Fausta avait compris. Somme toute, elle était prisonnière. Cela ne l’inquiétait pas autrement. Elle savait que lorsqu’elle le voudrait elle saurait fausser compagnie à son terrible allié: d’Espinosa. Mais cela l’énervait. Et elle se demandait, sans pouvoir se faire une réponse satisfaisante, quelles étaient les intentions du grand inquisiteur à son égard.
Tout ceci avait été cause que pendant les quinze jours qu’avait duré la détention de Pardaillan, elle s’était tenue sur une extrême réserve.
Tous les jours, elle allait voir d’Espinosa et s’informait de Pardaillan.

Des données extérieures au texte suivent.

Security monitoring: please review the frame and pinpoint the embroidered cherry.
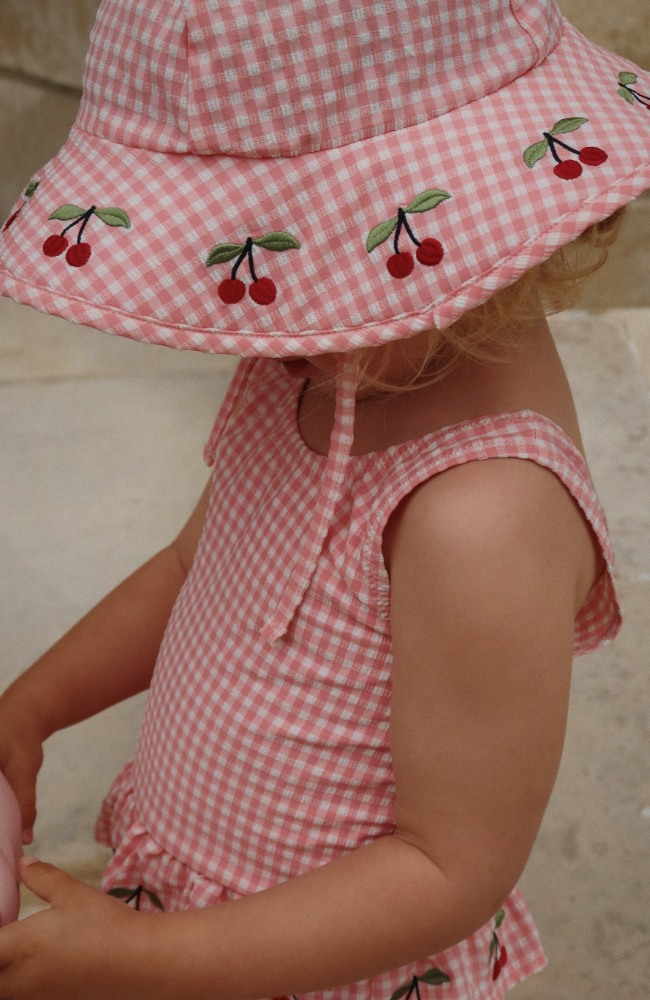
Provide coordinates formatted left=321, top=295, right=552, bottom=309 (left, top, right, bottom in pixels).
left=43, top=205, right=131, bottom=267
left=43, top=235, right=68, bottom=257
left=524, top=118, right=608, bottom=181
left=366, top=188, right=451, bottom=278
left=580, top=146, right=607, bottom=167
left=205, top=232, right=300, bottom=306
left=415, top=236, right=445, bottom=267
left=386, top=250, right=415, bottom=278
left=618, top=72, right=650, bottom=111
left=217, top=278, right=246, bottom=304
left=553, top=160, right=582, bottom=181
left=390, top=969, right=451, bottom=1000
left=107, top=885, right=165, bottom=913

D’Espinosa lui rendait compte de l’état du prisonnier et de ce qui avait été fait ou se préparait.
Elle écoutait gravement, approuvait ou désapprouvait, donnait un conseil, soufflait une idée. Après quoi, pour clore l’entretien, elle s’informait immuablement de l’état de don Almaran.
La veille de ce jour, où nous avons vu Pardaillan arracher la Giralda aux griffes de Barba-Roja, elle était allée, dans la soirée, faire sa visite au grand inquisiteur. À ses questions, d’Espinosa, sur un ton étrange, avait répondu:
– Les tourments du sire de Pardaillan sont terminés.
– Dois-je comprendre qu’il est mort? avait demandé Fausta.
Et le grand inquisiteur, sans vouloir s’expliquer davantage, avait répété sa phrase:
– Ses tourments sont terminés.
En ce qui concernait don Almaran, elle avait appris que, complètement remis, il avait projeté d’aller le lendemain au château de Bib-Alzar, où l’appelait il ne savait quelle affaire.
Fausta avait souri. Elle savait, elle, quelle était cette affaire qui appelait Barba-Roja à la forteresse de Bib-Alzar. Et elle était rentrée chez elle.
Or, ce jour, une heure environ après le moment où nous avons vu Pardaillan s’éloigner en murmurant: «À nous deux, Fausta!», la princesse se trouvait dans ce petit oratoire de sa maison de campagne qui, on ne l’a pas oublié sans doute, communiquait par une porte secrète avec les sous-sols mystérieux de la somptueuse demeure.